Gratefulness should be the main reason why we come together in worship. We know that the word Eucharist means to give thanks, so our very presence here is a meeting with the wonder of thanksgiving. God, through Jesus, says thank you to us, and we say thank you for the gift that is Jesus.
The last few Sundays have been taking us through the long discussion between Jesus and his Jewish audience over his claim to be the bread come down from heaven. He is talking of himself as the bread of life and that unless this bread is eaten there is no life. The teaching is difficult for his listeners, and even today there is dispute over what Jesus meant.
Our Catholic tradition is very clear that Jesus is truly present in the bread and in the wine that is shared among us. Do you and I fully appreciate that reality? Our lives cannot but be changed through this encounter with the living bread and the cup of salvation. Yet it remains mystery. That’s why we should focus on thanksgiving – thanking God for being able to believe in this mystery; thanking God for the gift of Jesus and the nourishment he brings to our individual lives and to our community. If we come giving thanks, we will leave with a joy strong enough to carry us through every challenge.

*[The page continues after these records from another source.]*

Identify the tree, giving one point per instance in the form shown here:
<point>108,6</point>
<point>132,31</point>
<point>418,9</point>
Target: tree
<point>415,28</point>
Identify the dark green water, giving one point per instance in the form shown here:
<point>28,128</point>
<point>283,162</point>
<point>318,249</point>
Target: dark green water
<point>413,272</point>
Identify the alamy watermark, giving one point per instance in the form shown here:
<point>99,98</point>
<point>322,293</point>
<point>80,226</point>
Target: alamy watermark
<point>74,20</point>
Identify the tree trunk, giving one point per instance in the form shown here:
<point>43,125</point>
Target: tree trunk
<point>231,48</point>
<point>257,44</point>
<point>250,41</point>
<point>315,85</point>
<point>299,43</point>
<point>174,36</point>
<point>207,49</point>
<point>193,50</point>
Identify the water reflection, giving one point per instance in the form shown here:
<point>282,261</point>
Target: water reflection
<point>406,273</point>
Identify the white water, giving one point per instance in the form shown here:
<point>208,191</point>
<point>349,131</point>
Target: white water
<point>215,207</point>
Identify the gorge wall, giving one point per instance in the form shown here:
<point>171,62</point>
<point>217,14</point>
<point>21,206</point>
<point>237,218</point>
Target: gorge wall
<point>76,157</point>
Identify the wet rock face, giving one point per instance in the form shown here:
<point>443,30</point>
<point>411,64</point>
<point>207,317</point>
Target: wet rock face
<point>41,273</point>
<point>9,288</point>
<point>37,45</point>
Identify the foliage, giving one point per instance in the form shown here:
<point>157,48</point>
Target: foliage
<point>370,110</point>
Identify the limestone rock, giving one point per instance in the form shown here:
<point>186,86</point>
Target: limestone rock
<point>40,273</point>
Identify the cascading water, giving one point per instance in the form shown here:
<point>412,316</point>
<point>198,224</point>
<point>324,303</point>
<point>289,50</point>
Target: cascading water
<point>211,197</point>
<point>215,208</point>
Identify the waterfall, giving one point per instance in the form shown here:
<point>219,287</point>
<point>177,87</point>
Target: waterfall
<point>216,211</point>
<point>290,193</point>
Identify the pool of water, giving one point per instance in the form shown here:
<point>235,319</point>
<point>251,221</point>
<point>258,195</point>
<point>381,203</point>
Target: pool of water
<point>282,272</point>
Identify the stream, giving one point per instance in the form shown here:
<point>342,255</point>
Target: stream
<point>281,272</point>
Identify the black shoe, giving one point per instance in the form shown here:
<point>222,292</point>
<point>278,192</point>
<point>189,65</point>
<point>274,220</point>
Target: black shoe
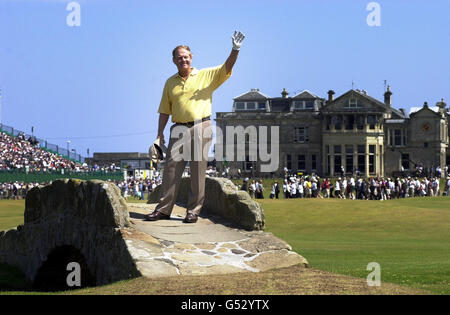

Last week I was in Auckland for the funeral of a niece – a sad and difficult farewell to a cancer victim of just 50 years. A special moment in the service for Cheryl was the tribute given by her 13-year old son, Sam. He spoke a beautiful thank you. Thank you, Mum, for giving me life. Thank you for loving me and making me feel special every day. You are leaving me too soon, but I have a life full of memories and you are in every one of them. I will love you forever. Thank you, Mum.
The service for Cheryl was not a Mass. But Sam’s tribute made it a powerful Eucharist.